An Energy-Aware RIoT System: Analysis, Modeling and Prediction in the SUPERIOT Framework
Mohammud J. Bocus, Juha Hakkinen, Helder Fontes, Marcin Drzewiecki, Senhui Qiu, Kerstin Eder, Robert Piechocki
TL;DR
The paper addresses energy efficiency in a Silicon-based Reconfigurable IoT (RIoT) node within the SUPERIOT framework by performing measurement-based energy profiling across BLE, NBVLC, sensing, and E-ink operations. It develops three end-to-end energy models for normal, low-power, and very low-power configurations and validates them with new data, achieving accuracy above $97\%$. The authors demonstrate substantial energy reductions through software optimizations (over $60\%$) and hardware-level tweaks (deep sleep, cut points, and E-ink LUT optimization), enabling effective energy budgeting for future iterations. This work provides a solid foundation for energy-aware design of hybrid and fully printed IoT nodes, including energy harvesting scenarios, and offers a benchmarking framework to track improvements across design cycles.
Abstract
This paper presents a comprehensive analysis of the energy consumption characteristics of a Silicon (Si)-based Reconfigurable IoT (RIoT) node developed in the initial phase of the SUPERIOT project, focusing on key operating states, including Bluetooth Low Energy (BLE) communication, Narrow-Band Visible Light Communication (NBVLC), sensing, and E-ink display. Extensive measurements were conducted to establish a detailed energy profile, which serves as a benchmark for evaluating the effectiveness of subsequent optimizations and future node iterations.
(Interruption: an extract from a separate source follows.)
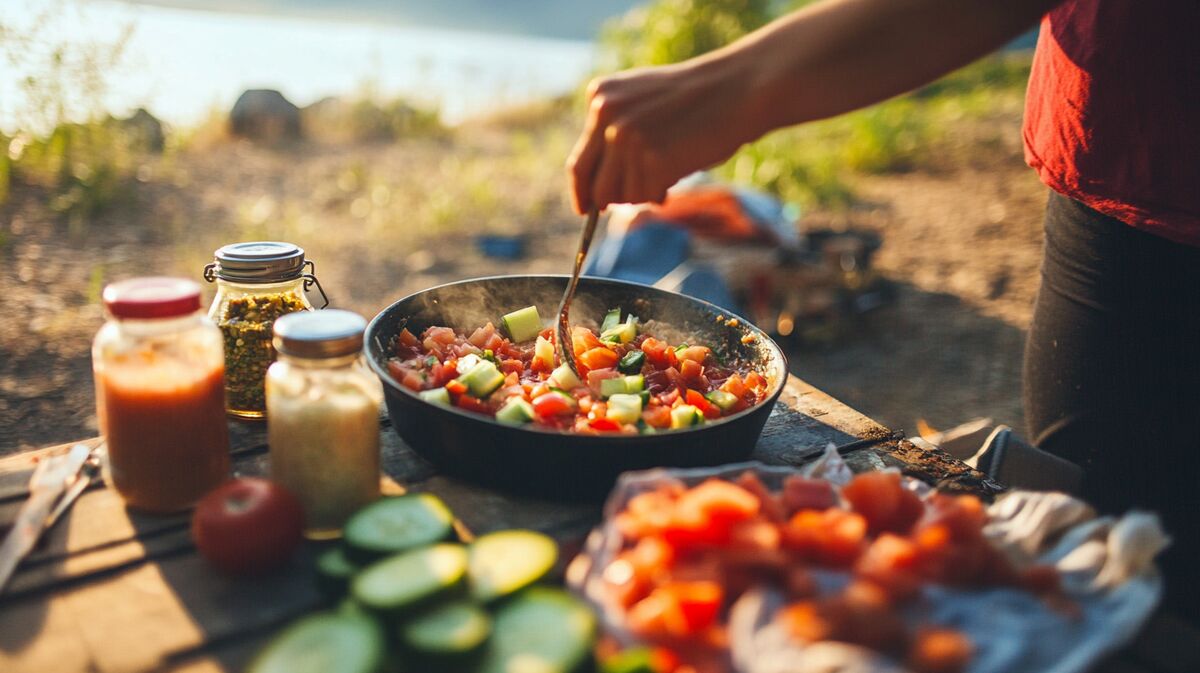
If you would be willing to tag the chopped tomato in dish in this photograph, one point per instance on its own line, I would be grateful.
(690, 552)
To minimize the energy consumption, multiple optimizations were implemented at both the software and hardware levels, achieving a reduction of over 60% in total energy usage through software modifications alone. Further improvements were realized by optimizing the E-ink display driving waveform and implementing a very low-power mode for non-communication activities. Based on the measured data, three measurement-based energy consumption models were developed to characterize the energy behavior of the node under: (i) normal, unoptimized operation, (ii) low-power, software-optimized operation, and (iii) very low-power, hardware-optimized operation. These models, validated with new measurement data, achieved an accuracy exceeding 97%, confirming their reliability for predicting energy consumption in diverse configurations.